Normed Division Ring is Field iff Completion is Field

Theorem

Let $\struct {R, \norm {\, \cdot \,} }$ be a normed division ring.

Let $\struct {R', \norm {\, \cdot \,}' }$ be a normed division ring completion of $\struct {R, \norm {\, \cdot \,} }$

Then:

$R$ is a field if and only if $R'$ is a field.

Proof

By the definition of a normed division ring completion then:

$(1): \quad$ there exists a distance-preserving ring monomorphism $\phi: R \to R'$.

$(2): \quad$ $\struct {R', \norm {\, \cdot \,}' }$ is a complete metric space.

$(3): \quad$ The image $\phi \sqbrk R$ of $\phi$ is a dense subspace in $\struct {R', \norm {\, \cdot \,}' }$.

By image of a ring homomorphism is a subring then $\phi \sqbrk R$ is a subring of $R'$ and $\phi: R \to \phi \sqbrk R$ is an isomorphism.

Necessary Condition

Let $x', y' \in R'$.

By the definition of a dense subset then $\map \cl {\phi \sqbrk R} = R'$.

From Closure of Subset of Metric Space by Convergent Sequence:

there exists a sequence $\sequence {x_n'} \subseteq \phi \sqbrk R$ that converges to $x'$, that is, $\ds \lim_{n \mathop \to \infty} x_n' = x'$

there exists a sequence $\sequence {y_n'} \subseteq \phi \sqbrk R$ that converges to $y'$, that is, $\ds \lim_{n \mathop \to \infty} y_n' = y'$

From Product Rule for Sequences in Normed Division Ring:

$\ds \lim_{n \mathop \to \infty} x_n' y_n' = x' y'$

$\ds \lim_{n \mathop \to \infty} y_n' x_n' = y' x'$

By the definition of a field, $R$ is a commutative ring.

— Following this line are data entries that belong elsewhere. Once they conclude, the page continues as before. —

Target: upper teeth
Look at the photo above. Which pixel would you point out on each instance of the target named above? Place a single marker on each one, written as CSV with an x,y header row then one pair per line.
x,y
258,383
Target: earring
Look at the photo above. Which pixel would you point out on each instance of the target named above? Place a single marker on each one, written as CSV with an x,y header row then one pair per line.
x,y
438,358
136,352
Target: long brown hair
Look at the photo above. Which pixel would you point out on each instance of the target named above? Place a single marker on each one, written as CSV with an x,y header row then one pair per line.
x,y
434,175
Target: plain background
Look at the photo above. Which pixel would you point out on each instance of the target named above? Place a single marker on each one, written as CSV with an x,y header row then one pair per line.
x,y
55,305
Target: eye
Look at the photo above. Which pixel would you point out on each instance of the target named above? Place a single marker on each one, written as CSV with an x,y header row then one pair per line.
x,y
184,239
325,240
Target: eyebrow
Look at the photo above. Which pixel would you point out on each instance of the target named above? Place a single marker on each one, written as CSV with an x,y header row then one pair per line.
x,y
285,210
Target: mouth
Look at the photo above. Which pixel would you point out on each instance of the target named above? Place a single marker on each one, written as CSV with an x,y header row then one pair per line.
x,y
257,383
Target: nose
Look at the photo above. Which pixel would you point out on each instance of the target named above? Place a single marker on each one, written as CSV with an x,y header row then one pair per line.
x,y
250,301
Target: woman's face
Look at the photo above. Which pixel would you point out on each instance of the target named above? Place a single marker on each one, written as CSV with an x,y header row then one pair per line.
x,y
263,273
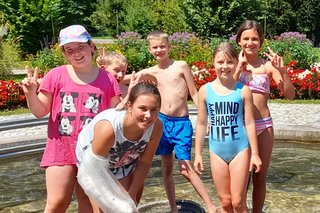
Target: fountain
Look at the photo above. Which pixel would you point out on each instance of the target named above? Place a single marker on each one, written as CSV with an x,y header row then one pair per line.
x,y
292,184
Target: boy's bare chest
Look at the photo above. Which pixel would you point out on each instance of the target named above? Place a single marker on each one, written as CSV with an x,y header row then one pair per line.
x,y
169,77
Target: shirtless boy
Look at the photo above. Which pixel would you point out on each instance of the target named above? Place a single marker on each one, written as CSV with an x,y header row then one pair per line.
x,y
175,83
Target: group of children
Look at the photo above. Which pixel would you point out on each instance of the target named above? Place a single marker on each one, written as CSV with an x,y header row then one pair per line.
x,y
85,130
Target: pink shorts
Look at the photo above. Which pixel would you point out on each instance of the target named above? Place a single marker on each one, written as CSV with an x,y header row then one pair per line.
x,y
263,124
59,152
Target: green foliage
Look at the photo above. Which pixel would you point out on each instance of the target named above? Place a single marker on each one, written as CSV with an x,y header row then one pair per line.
x,y
139,17
294,50
191,51
169,16
9,58
35,23
108,17
211,18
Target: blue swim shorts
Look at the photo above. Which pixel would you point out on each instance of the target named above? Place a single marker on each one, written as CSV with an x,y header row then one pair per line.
x,y
177,136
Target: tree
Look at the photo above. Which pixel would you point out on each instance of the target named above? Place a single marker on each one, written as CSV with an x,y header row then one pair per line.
x,y
33,22
108,18
209,18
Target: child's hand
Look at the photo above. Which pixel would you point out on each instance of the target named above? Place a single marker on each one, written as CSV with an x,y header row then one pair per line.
x,y
276,60
242,60
255,163
242,65
198,164
30,83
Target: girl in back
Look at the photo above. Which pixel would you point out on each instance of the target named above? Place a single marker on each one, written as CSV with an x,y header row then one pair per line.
x,y
227,105
257,75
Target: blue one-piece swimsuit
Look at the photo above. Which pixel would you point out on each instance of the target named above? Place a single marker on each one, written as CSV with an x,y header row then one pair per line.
x,y
227,136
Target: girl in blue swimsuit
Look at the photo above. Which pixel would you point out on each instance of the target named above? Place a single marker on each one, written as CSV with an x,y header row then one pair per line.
x,y
227,105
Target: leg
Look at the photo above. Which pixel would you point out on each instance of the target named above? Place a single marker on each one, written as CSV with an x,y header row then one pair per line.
x,y
84,204
127,181
167,174
239,173
221,178
187,171
265,139
60,182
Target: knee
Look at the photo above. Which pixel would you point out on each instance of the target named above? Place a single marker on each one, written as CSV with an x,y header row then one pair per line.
x,y
226,203
187,172
238,204
57,204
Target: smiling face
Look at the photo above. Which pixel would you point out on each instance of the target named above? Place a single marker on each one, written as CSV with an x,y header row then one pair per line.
x,y
250,41
159,48
79,54
224,65
118,70
144,110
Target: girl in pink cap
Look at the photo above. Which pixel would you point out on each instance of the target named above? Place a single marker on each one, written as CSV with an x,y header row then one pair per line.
x,y
73,94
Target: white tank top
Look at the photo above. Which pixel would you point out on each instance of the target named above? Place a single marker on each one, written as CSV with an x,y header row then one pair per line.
x,y
125,153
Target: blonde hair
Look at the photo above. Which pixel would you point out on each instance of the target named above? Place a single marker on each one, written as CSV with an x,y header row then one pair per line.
x,y
108,58
227,49
158,35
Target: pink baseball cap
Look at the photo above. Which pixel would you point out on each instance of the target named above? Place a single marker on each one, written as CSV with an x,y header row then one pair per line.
x,y
73,33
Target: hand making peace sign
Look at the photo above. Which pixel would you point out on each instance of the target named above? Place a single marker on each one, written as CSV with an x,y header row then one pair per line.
x,y
30,83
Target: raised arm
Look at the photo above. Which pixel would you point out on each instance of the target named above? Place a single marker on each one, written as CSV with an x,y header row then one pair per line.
x,y
242,62
201,128
280,74
255,162
39,104
190,83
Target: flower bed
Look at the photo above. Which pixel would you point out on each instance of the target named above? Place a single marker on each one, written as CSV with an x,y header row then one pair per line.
x,y
11,95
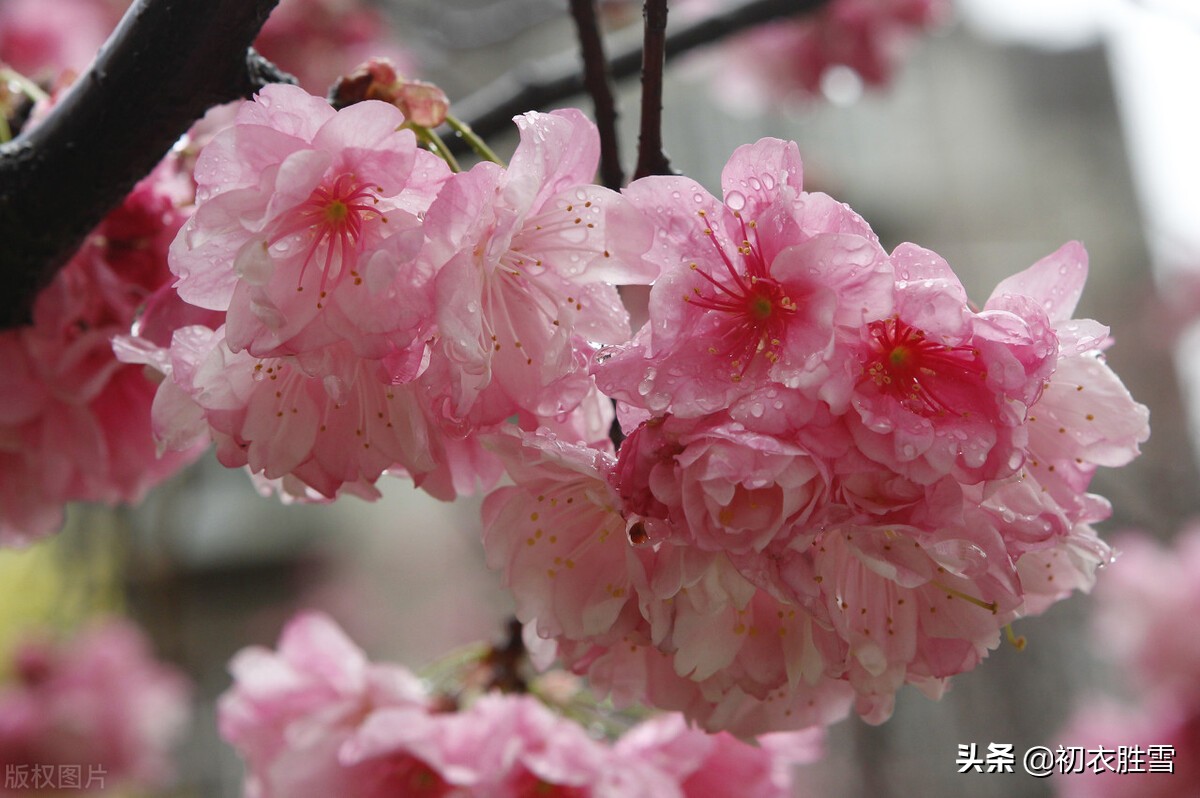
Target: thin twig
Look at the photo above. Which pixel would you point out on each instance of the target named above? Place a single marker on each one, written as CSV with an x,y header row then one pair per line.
x,y
599,87
537,85
166,64
651,157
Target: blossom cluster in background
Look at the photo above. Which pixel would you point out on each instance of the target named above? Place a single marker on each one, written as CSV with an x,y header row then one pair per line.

Because $\phi: R \to \phi \sqbrk R$ is an isomorphism, by Isomorphism Preserves Commutativity, $\phi \sqbrk R$ is a commutative ring.

Because $\sequence {x_n'} \subseteq \phi \sqbrk R$ and $\sequence {y_n'} \subseteq \phi \sqbrk R$:

$\forall n: x_n' y_n' = y_n' x_n'$

Hence:

$\ds x' y' = \lim_{n \mathop \to \infty} x_n' y_n' = \lim_{n \mathop \to \infty} y_n' x_n' = y' x'$

Since $x', y' \in R'$ were arbitrary, then $R'$ is a commutative ring.

The result follows.

$\Box$

Sufficient Condition

By Restriction of Commutative Operation is Commutative, $\phi \sqbrk R$ is a commutative ring.

By Monomorphism Image is Isomorphic to Domain, $\phi: R \to \phi \sqbrk R$ is a ring isomorphism.

By Inverse of Algebraic Structure Isomorphism is Isomorphism, $\phi^{-1}: \phi \sqbrk R \to R$ is a ring isomorphism.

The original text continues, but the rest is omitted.